Opinion
12790 Index No. 850260/18 Case No. 2020-02981
01-05-2021
Sanders Gutman & Brodie, P.C., Hartsdale (Jordan Brodie of counsel), for appellants. Parker Ibrahim & Berg LLP, New York (Brian A. Turetsky of counsel), for respondent.
Sanders Gutman & Brodie, P.C., Hartsdale (Jordan Brodie of counsel), for appellants.
Parker Ibrahim & Berg LLP, New York (Brian A. Turetsky of counsel), for respondent.
Webber, J.P., Singh, Kennedy, Shulman, JJ.
Order, Supreme Court, New York County (Arlene P. Bluth, J.), entered December 20, 2019, which, inter alia, granted plaintiff's motion for summary judgment and denied defendants' cross motion to dismiss the complaint, unanimously affirmed, without costs.
Plaintiff established prima facie that it was entitled to foreclose on the mortgage. It attached the indorsed note, mortgage, assignment of mortgage and proof of the default through the affidavit of a mortgage loan servicer employee with personal knowledge (see Bank of N.Y. Mellon v. Knowles, 151 A.D.3d 596, 57 N.Y.S.3d 473 [1st Dept. 2017] ; see also Aurora Loan Servs., LLC v. Taylor, 25 N.Y.3d 355, 361, 12 N.Y.S.3d 612, 34 N.E.3d 363 [2015] ).
Plaintiff demonstrated its compliance with the notice requirements of RPAPL 1304 by submitting copies of the notices with an affidavit by the loan servicer's employee stating, based on her review of the loan servicer's records, the notice of default and 90–day foreclosure notice were mailed to defendant in accordance with the provisions of the mortgage and RPAPL (see Deutsche Bank Natl. Trust Co. v. Al Rasheed, 169 A.D.3d 532, 92 N.Y.S.3d 637 [1st Dept. 2019] ).
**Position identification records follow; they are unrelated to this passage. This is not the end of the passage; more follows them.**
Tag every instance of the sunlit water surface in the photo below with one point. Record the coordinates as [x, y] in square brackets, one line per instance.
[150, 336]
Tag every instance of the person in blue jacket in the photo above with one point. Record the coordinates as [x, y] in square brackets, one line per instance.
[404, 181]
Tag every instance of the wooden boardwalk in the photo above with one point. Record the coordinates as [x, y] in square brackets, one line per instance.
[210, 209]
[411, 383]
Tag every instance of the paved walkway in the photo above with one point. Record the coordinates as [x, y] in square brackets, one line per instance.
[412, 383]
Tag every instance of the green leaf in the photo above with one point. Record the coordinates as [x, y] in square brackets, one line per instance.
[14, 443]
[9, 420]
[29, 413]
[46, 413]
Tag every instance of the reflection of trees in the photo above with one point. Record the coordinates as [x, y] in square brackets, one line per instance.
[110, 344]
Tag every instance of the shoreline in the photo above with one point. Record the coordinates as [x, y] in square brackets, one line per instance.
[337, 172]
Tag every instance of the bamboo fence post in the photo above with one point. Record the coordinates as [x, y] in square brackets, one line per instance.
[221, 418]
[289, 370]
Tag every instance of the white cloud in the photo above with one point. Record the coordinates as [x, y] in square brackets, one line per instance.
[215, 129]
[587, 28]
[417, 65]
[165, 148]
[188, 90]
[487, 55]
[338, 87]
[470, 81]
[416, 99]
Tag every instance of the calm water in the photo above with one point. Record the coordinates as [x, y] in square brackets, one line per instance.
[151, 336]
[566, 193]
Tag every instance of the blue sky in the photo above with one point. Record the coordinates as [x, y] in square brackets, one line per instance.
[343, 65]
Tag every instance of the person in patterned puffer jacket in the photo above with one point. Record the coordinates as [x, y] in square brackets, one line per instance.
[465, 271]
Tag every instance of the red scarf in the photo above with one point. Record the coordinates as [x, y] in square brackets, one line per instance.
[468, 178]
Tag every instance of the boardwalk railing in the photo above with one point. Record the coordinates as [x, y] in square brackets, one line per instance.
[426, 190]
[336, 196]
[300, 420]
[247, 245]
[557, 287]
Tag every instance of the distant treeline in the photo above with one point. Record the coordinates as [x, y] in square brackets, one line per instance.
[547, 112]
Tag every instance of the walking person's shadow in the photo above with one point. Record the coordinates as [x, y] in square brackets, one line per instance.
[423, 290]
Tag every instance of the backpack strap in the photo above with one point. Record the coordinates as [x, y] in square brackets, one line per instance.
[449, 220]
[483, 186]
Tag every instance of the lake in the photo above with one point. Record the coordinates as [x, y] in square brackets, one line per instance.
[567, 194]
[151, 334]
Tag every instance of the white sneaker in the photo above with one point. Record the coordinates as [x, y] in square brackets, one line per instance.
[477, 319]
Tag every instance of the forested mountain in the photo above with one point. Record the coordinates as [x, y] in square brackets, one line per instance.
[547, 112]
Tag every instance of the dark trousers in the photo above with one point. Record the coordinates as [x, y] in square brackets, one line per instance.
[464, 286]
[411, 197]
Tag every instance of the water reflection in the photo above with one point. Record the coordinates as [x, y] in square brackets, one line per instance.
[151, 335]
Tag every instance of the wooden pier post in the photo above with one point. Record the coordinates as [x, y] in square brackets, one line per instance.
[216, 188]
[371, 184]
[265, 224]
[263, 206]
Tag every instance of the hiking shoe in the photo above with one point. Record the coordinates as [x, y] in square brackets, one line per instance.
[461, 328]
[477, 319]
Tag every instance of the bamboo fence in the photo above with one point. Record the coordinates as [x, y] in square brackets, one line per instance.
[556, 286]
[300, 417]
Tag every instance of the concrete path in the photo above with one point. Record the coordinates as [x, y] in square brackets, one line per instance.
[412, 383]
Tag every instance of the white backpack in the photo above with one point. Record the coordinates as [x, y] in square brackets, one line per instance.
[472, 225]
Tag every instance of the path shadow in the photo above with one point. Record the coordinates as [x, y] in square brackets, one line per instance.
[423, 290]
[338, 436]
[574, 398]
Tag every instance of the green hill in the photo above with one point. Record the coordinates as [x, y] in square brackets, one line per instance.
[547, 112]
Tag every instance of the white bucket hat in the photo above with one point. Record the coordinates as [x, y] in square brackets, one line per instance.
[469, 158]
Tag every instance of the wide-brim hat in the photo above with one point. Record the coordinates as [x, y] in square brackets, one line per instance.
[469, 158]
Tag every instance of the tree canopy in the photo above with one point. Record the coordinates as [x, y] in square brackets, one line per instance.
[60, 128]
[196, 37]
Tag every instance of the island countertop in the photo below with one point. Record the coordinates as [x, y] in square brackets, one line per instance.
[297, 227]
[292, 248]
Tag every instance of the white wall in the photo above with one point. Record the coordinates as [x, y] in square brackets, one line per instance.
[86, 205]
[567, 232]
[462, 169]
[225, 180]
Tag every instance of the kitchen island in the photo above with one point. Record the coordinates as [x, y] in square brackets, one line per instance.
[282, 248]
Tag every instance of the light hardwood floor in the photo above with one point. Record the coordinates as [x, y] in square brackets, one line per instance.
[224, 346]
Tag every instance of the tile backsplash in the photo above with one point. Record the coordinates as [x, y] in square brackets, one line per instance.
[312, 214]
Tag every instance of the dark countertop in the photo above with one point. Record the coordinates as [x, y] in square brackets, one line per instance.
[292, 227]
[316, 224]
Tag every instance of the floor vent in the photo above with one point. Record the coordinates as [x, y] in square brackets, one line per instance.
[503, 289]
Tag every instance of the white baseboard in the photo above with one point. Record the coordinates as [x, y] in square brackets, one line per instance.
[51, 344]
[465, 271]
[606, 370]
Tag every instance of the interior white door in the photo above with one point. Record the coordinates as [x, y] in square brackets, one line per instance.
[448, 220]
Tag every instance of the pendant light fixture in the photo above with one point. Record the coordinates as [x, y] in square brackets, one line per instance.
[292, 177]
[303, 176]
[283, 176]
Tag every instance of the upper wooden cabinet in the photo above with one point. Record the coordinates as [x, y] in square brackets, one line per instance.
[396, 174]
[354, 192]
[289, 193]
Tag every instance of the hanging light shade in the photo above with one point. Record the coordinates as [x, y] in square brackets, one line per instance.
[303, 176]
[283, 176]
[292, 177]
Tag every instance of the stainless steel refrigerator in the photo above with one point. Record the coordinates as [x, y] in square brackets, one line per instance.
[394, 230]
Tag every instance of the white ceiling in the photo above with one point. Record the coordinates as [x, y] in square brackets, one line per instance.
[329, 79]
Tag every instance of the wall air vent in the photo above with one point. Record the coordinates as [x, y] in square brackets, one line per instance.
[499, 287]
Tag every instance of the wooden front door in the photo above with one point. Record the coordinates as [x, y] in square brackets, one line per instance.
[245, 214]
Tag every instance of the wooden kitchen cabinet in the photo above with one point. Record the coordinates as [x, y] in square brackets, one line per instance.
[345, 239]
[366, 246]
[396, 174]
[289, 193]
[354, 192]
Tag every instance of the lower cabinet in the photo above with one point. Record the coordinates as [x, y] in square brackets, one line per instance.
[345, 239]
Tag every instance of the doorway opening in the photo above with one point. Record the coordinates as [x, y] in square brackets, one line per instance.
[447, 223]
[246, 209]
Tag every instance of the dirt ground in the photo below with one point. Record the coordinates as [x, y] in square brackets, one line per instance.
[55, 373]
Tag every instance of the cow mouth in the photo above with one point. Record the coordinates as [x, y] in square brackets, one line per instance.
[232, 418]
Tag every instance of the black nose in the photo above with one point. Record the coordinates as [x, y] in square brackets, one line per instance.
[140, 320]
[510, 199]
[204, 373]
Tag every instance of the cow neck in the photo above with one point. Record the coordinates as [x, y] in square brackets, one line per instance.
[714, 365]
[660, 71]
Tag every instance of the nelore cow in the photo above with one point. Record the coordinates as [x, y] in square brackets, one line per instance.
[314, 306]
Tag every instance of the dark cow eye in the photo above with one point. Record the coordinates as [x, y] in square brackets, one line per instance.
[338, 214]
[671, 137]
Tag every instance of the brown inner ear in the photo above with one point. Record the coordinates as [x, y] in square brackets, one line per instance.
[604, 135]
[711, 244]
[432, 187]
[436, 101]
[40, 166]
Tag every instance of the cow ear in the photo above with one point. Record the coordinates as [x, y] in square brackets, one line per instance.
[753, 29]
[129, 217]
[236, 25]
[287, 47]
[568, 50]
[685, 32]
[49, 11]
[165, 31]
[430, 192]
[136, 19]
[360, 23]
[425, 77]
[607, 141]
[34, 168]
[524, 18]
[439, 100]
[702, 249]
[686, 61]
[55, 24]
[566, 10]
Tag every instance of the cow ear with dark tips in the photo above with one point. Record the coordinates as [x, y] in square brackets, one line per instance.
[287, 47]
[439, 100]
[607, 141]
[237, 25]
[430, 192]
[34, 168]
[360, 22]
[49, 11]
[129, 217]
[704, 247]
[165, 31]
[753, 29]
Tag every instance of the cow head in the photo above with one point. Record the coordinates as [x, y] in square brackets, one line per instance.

In "an action of an equitable nature, the recovery of interest is within the court's discretion. The exercise of that discretion will be governed by particular facts in each case," including wrongful conduct by either party ( South Shore Fed. Sav. & Loan Assn. v. Shore Club Holding Corp., 54 A.D.2d 978, 978, 389 N.Y.S.2d 29 [2d Dept. 1976] [internal quotation marks and ellipsis omitted] ). Here, the motion court providently exercised its discretion in declining to limit interest, as there is no indication that plaintiff engaged in any wrongful conduct that would warrant such action (see U.S. Bank Nat. Assn. v. Zembova, 137 A.D.3d 1010, 1011, 27 N.Y.S.3d 611 [2d Dept. 2016] ).
We have considered defendants' remaining arguments and find them unavailing.